Chult is a sub-setting in D&D’s Forgotten Realms campaign setting, first described in 1e AD&D in a few sentences, then seeing substantive changes in 2e with the release of the Jungles of Chult book alongside a novel, The Ring of Winter. In 5e D&D, it became host to the Tomb of Annihilation seasonal campaign. Notably, there were no Black or African voices involved in the work. It was decided that “no one would be interested in the lore of Chult”, and the only significant world building that occurred was in the Adventurer’s League adventures. And even there, it was weak and riddled with racism. In the end, the final product was a place you went to for the campaign, stuck around in for a dinosaur race, then left ASAP. As a sub-setting, it offered little to attract players’ interest, and little for a DM to build on or develop into hooks, for lack of supporting material.
The Mwangi Expanse is a sub-setting in Pathfinder’s Golarion campaign setting, first described in the first edition of the game, and extensively retconned and developed in 2e Pathfinder. While only a part of the continent of Garund, it received a near full suite of supporting material in its book, including details on trade, cultures, the ancestries local to the area, history, and interesting locations. The lore is lite, but covers enough that it establishes a firm baseline to develop from and goes a long way to combat stereotypes. Black creators were extensively engaged in its creation. An introductory adventure and a full adventure path have been released for it since. So instead of being a place to got to and leave, it provides an excellent baseline to make it the home of a game, not just the background to a campaign or adventure.
The difference between the two is that in the former, no consideration was given to developing a baseline. Chult was going to be the background to a remade classic campaign, and it was going to be a triumphant highlighting of an area not seen in significantly in the past. In the latter, they recognized the issues from the little lore released previously, and decided to fully address the situation and develop it into something significant. So you can see two areas broadly inspired by West and Central Africa, with two very different outcomes.

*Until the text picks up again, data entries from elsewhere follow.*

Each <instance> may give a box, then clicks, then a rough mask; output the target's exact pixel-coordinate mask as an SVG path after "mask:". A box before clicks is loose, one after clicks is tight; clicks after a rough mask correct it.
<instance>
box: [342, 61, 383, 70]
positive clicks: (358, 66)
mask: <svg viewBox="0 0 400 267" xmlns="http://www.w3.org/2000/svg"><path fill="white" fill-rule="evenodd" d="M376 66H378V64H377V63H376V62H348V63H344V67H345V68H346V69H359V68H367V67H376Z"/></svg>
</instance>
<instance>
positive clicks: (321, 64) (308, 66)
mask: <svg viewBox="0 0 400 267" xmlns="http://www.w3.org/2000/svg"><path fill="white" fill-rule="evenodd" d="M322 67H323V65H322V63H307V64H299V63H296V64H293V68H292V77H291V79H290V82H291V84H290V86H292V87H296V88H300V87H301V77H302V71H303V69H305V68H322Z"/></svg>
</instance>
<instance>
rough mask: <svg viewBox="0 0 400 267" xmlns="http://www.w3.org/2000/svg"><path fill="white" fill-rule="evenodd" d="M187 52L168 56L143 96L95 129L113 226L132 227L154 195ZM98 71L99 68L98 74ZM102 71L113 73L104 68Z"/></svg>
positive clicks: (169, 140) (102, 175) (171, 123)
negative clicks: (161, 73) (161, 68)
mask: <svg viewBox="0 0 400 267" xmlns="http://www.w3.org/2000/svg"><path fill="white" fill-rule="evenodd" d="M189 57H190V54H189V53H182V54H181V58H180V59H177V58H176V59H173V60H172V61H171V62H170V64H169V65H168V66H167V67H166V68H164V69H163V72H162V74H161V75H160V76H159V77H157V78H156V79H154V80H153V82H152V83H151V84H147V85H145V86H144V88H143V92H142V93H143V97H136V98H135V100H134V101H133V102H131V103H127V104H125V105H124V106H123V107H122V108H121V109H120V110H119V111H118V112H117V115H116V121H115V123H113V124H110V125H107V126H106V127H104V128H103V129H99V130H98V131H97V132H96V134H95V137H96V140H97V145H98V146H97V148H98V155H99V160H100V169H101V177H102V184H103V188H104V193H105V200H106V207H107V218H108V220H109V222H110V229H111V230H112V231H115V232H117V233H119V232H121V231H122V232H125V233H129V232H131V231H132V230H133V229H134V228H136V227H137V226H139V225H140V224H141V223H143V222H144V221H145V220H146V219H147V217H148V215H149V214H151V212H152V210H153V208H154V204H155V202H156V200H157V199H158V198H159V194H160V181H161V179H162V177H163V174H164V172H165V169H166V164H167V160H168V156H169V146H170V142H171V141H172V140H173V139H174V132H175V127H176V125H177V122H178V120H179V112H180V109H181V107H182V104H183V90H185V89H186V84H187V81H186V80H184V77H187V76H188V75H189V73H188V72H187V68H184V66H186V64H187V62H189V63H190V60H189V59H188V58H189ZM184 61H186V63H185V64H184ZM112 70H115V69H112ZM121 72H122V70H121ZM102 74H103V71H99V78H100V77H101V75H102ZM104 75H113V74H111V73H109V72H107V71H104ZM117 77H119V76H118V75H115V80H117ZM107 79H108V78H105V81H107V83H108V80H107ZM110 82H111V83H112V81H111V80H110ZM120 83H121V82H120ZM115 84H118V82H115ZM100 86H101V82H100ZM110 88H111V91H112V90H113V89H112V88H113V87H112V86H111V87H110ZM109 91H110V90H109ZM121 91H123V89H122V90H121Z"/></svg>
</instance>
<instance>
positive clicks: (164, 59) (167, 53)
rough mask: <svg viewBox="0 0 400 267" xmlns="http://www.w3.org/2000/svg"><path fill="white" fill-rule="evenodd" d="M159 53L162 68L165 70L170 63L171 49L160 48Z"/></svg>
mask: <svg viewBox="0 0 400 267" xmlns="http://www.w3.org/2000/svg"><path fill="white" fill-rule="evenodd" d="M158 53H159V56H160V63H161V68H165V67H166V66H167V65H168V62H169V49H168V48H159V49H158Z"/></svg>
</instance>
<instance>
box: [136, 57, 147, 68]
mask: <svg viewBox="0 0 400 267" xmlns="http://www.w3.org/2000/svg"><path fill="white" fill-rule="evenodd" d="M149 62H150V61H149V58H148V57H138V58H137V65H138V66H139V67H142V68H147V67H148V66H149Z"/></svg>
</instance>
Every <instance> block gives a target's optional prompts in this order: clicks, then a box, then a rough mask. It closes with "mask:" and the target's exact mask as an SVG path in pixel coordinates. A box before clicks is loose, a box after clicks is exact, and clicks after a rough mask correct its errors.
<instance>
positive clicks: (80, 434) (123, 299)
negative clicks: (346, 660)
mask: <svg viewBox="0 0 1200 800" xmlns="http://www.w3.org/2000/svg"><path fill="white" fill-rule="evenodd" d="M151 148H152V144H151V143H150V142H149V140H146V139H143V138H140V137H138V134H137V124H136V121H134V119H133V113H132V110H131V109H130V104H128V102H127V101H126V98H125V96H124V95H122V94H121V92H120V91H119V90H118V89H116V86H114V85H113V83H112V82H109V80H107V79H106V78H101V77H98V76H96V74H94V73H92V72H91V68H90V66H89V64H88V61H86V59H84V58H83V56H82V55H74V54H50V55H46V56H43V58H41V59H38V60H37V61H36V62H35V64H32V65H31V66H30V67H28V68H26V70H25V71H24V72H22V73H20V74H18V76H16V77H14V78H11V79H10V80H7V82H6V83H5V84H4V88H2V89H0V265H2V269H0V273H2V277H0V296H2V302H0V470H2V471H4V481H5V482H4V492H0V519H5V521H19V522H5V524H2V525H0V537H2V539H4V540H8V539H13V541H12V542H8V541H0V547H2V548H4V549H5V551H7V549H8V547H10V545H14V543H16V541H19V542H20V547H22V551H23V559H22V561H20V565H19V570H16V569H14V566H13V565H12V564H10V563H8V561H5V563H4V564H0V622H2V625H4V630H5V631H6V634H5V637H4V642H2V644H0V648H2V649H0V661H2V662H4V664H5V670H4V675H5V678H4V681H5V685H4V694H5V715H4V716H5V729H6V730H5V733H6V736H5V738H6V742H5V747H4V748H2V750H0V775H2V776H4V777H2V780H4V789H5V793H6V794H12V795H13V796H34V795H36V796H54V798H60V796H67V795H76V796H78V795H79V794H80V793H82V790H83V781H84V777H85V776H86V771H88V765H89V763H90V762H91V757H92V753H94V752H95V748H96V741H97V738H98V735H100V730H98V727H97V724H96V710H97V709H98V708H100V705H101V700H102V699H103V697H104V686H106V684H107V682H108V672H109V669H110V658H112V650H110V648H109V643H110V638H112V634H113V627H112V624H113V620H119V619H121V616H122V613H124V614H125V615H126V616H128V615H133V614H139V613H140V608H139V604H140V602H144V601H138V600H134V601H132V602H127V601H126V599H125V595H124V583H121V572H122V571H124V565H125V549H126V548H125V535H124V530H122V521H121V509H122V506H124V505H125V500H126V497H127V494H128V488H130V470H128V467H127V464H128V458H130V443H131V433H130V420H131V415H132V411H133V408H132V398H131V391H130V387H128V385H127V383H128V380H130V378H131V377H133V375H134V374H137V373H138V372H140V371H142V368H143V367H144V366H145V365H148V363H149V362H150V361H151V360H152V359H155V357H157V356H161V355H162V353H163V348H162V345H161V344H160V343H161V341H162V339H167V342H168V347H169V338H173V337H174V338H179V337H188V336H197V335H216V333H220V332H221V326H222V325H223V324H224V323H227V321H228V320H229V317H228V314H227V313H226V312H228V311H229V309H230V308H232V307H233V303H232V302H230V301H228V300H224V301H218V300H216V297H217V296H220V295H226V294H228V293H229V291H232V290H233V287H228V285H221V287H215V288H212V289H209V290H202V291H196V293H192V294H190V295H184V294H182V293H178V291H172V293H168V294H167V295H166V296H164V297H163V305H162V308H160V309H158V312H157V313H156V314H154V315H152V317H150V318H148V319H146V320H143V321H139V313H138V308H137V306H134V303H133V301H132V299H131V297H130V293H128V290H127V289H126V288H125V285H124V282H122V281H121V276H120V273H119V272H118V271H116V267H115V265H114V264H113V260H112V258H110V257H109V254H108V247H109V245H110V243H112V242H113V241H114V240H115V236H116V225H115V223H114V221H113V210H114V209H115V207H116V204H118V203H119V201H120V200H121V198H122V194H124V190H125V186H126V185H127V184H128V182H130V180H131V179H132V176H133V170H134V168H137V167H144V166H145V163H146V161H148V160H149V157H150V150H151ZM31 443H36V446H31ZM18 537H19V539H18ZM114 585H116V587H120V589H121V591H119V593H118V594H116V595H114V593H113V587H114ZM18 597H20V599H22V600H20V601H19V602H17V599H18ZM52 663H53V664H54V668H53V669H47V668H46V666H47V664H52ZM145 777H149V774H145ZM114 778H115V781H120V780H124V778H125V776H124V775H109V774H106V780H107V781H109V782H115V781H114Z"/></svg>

Supporting diversity looks like work; because it is. It’s a dynamic and active effort that never truly stops because we aren’t at a place in the hobby (or in our general culture) where we can stop. It means planning for extra word count and art. It means hiring marginalized voices and sensitivity readers. It means that one and done book releases aren’t sufficient, there needs to be an effort to keep the works in the public eye and not let them get relegated. It means that you may be publishing more material for the location than others to build it up. It means supporting community content creation with resources to develop and create in these spaces with the same ease a European coded space gets.
This is going to be a tough post for some to read, because I know there’s a lot of creators out there who might feel that this is an exhaustive list of how to do it right and that if they can’t achieve this, why bother? Here’s the thing. I know, and every reasonable person out there knows, that not everyone can achieve everything I’ve talked about here. But you should do what you can. Planning a Kickstarter? Budget in a sensitivity reader, extra word count, and some extra art as part of your base cost appreciation, not as a stretch goal. Talking about your book online? Throw some attention on the non-European coded parts of it. Writing adventures for your setting? Don’t sleep on those areas. You can still be active in supporting diversity without being a major publisher or a major player.
Therein lays the real challenge. The dynamic and active nature of fighting racism and supporting diversity. We’re conditioned in many ways to see things as “Do A and B to Solve X”, and in situations like this, these kinds of simple problem solving tools don’t work as well. It’s not a clean cut solution. It’s not check in the box. It’s not “provide equal space”. It’s more, and continuous. So do what you can. Support others who are doing the work too. Hopefully one day I’ll be able archive posts like this.